Autonomous Activation of a Gated Chemiluminescent Photosensitizer Enables Targeted Photodynamic Therapy in Tumor Cells

Chemiluminescence-based photodynamic therapy (CLPDT) offers a promising solution to the light penetration limits of traditional PDT. However, it lacks spatiotemporal control. Intracellularly activated, self-luminescent PDT agents via a molecular logic gate switch may address this key limitation. We report the synthesis of the self-activating, chemiluminescent photosensitizer (PS) that enables tumor microenvironment-controlled PDT applications.
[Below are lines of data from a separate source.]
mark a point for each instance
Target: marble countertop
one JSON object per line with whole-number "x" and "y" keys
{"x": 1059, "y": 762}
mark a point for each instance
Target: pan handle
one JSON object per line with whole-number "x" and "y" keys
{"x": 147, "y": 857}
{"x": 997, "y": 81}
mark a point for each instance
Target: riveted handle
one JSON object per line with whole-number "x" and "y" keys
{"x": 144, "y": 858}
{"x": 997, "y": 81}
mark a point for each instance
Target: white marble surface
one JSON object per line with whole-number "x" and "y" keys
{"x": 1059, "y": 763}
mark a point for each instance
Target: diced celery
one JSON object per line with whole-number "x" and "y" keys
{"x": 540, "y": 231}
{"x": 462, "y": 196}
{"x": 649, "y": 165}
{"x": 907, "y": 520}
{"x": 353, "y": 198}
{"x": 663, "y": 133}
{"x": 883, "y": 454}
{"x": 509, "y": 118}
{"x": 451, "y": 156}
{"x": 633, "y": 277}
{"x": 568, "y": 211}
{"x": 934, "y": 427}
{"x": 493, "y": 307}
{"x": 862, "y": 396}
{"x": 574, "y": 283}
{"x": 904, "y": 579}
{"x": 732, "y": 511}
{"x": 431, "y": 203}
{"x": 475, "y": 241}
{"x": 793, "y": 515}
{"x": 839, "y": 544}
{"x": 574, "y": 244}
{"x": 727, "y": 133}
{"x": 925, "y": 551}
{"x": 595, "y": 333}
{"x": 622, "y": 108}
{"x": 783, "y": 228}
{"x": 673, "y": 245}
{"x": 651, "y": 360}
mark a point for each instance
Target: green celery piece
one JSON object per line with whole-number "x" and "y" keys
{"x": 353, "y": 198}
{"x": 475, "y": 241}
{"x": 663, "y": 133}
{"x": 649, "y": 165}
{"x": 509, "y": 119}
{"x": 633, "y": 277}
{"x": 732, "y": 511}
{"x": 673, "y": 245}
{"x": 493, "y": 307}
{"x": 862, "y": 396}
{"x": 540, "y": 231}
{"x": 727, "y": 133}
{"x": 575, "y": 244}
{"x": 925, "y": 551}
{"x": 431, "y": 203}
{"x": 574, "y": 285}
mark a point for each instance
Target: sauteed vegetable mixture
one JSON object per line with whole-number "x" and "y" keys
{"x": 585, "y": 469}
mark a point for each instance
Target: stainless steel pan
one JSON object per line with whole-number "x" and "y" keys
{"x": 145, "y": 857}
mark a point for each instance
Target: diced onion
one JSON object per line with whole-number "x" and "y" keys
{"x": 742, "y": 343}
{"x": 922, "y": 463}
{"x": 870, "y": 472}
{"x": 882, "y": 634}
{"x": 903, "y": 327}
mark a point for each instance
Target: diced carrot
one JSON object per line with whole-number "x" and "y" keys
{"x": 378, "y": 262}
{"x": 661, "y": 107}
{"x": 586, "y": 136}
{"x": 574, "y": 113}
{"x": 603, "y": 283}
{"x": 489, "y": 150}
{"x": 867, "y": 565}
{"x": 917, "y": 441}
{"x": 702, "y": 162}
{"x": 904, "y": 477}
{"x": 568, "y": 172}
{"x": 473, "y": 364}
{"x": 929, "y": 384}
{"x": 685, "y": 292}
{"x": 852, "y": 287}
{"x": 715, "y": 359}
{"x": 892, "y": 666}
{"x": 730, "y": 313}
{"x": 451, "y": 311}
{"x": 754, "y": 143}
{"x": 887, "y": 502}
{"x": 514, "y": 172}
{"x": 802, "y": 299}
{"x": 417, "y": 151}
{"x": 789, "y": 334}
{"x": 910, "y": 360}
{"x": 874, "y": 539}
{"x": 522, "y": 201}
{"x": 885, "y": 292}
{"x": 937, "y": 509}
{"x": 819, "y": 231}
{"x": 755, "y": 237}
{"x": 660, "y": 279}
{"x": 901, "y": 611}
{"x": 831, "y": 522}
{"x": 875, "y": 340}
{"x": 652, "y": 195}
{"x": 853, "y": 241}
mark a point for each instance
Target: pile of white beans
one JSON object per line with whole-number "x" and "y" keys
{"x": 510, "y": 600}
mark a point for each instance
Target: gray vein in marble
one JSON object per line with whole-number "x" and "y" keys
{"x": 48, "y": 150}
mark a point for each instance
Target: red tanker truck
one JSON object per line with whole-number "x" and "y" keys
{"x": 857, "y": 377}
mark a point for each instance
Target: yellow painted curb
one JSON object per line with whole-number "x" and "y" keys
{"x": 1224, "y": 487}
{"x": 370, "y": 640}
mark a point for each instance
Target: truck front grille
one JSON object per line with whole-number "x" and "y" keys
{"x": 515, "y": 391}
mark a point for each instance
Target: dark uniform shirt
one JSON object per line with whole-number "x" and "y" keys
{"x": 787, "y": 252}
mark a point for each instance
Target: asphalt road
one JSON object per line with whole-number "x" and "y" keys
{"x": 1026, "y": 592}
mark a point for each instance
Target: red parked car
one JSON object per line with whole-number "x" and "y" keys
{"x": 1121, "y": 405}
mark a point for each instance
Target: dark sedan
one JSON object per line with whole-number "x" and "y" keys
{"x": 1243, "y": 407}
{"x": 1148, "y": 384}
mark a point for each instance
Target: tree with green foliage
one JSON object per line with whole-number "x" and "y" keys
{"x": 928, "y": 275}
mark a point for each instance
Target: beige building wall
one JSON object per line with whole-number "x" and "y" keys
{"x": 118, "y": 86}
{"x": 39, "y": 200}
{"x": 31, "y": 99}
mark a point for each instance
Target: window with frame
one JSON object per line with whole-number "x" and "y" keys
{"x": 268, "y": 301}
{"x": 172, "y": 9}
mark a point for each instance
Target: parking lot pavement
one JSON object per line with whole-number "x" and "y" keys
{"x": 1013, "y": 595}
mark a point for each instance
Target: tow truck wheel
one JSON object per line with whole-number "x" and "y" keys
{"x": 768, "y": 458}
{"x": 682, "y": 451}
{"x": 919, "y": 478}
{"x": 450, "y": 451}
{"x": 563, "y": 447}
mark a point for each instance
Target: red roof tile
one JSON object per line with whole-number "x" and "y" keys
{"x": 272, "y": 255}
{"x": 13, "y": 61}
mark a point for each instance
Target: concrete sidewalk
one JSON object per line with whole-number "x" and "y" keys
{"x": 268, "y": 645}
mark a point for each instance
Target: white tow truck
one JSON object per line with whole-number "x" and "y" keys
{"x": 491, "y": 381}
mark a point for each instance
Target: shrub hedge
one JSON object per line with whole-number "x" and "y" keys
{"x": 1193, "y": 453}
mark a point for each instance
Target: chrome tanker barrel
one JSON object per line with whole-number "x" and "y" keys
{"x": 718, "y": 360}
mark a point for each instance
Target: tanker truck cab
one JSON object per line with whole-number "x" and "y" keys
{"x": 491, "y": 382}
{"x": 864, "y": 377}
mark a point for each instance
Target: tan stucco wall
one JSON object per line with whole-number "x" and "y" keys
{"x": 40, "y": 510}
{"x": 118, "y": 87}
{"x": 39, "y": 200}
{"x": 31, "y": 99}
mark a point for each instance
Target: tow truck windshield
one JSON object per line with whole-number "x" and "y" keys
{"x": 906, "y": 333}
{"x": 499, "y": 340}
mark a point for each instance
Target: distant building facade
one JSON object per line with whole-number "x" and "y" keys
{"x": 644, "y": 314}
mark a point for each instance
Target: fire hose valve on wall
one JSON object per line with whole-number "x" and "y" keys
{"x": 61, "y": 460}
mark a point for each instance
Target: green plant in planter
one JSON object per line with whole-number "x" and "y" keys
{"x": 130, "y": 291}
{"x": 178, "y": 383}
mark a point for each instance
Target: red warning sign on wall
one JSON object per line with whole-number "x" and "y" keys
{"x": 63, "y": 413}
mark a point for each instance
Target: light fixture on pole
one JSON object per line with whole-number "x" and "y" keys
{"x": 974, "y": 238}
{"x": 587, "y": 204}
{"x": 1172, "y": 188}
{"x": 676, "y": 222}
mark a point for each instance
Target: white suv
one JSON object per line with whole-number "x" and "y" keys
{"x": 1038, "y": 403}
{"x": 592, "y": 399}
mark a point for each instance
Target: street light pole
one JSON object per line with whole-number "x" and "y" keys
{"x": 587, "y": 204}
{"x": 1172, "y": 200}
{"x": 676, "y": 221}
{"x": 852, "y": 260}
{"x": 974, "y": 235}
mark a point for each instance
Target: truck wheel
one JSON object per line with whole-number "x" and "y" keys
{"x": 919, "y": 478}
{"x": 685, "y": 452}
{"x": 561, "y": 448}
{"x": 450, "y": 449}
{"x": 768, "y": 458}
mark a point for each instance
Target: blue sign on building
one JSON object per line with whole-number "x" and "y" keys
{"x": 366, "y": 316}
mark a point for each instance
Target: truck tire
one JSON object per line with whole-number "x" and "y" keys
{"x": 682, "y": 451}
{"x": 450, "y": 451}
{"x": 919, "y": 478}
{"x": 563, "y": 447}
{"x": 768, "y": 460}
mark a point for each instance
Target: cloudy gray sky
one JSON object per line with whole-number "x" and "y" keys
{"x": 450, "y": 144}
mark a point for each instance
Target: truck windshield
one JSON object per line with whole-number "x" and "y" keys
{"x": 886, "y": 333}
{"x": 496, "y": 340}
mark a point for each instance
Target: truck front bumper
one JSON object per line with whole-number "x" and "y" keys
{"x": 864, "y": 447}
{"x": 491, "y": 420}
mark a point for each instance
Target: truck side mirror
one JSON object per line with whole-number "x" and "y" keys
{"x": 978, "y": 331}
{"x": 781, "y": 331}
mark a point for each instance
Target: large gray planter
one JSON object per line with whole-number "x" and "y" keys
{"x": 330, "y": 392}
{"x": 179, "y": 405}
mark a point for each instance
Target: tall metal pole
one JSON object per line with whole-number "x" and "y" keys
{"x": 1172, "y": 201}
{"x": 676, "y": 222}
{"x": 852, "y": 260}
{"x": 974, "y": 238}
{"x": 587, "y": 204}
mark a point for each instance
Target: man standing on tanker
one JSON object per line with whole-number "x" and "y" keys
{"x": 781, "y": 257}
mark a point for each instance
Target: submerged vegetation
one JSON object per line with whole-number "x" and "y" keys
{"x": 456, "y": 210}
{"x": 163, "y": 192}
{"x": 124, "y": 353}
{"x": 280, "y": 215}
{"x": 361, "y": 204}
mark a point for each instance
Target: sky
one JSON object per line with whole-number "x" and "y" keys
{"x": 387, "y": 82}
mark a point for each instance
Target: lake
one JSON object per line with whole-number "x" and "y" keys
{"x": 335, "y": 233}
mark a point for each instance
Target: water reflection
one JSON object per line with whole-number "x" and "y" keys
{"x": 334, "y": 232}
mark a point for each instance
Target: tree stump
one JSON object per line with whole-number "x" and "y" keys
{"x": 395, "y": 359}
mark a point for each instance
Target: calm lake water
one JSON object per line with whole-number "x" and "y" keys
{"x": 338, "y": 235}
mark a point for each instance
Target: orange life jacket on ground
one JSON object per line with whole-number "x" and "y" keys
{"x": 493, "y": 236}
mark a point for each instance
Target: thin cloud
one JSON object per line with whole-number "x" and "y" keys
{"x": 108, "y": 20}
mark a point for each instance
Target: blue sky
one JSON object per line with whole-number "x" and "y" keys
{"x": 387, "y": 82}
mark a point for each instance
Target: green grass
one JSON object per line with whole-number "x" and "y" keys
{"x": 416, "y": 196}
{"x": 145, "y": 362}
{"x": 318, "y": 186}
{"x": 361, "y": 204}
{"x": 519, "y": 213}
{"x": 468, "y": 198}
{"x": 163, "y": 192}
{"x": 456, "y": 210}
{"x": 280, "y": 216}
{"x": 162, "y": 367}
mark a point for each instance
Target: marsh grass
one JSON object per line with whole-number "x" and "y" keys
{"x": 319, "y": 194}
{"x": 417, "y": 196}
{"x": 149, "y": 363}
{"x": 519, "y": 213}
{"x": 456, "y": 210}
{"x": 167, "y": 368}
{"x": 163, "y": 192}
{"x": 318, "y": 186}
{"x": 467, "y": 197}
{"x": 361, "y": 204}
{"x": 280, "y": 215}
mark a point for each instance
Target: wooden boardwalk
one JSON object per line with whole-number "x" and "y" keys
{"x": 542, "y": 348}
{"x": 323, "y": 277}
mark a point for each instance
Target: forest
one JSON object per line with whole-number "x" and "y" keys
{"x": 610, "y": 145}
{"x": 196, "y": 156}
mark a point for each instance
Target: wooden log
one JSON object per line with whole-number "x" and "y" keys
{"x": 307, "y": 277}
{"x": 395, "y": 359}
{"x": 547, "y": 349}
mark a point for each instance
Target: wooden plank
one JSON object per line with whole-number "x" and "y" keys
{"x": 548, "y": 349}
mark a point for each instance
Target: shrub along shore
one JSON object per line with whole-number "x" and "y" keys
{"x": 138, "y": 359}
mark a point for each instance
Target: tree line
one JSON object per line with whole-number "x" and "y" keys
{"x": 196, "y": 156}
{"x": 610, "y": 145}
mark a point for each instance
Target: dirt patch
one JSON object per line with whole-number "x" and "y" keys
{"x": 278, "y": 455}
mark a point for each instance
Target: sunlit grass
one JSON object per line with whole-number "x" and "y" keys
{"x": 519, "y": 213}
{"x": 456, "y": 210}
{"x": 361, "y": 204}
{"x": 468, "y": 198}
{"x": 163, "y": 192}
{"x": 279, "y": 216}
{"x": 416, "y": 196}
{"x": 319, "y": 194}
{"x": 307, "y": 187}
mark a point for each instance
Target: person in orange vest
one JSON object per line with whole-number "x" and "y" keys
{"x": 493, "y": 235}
This system integrates a dioxetane-based (Diox) chemiluminescent scaffold with a ruthenium-based (Ru) PS through an oxidation and pH-sensitive linker to enable an AND-gated activation mechanism. The Diox@Ru conjugate is selectively activated by elevated intracellular reactive oxygen species (ROS), characteristic of aggressive cancer phenotypes arising from altered cell metabolism. Upon exposure to ROS (in this case, hydrogen peroxide), the boronic acid ester protecting group of the dioxetane is cleaved, initiating localized chemiluminescence that directly excites the Ru(II) PS to generate cytotoxic singlet oxygen (1O2). Importantly, Diox@Ru remains inert under physiological conditions (neutral pH, low ROS) as well as in the acidic, ROS-rich extracellular tumor milieu (slightly acidic, high ROS). Its activation is confined to the intracellular space of glycolytic cancer cells with mildly alkaline, ROS-rich cytoplasm; and proceeds autonomously, without the need for external light irradiation. In both two-dimensional (2D) monolayer cultures and three-dimensional (3D) tumor spheroid models, Diox@Ru exhibits robust luminescence and efficient 1O2 production, resulting in potent cytotoxic effects. These findings present a versatile platform for autonomous activation of self-luminescent PDT agents and highlight the promise of logic-gated chemiluminescence for spatially controlled therapy in complex biological settings.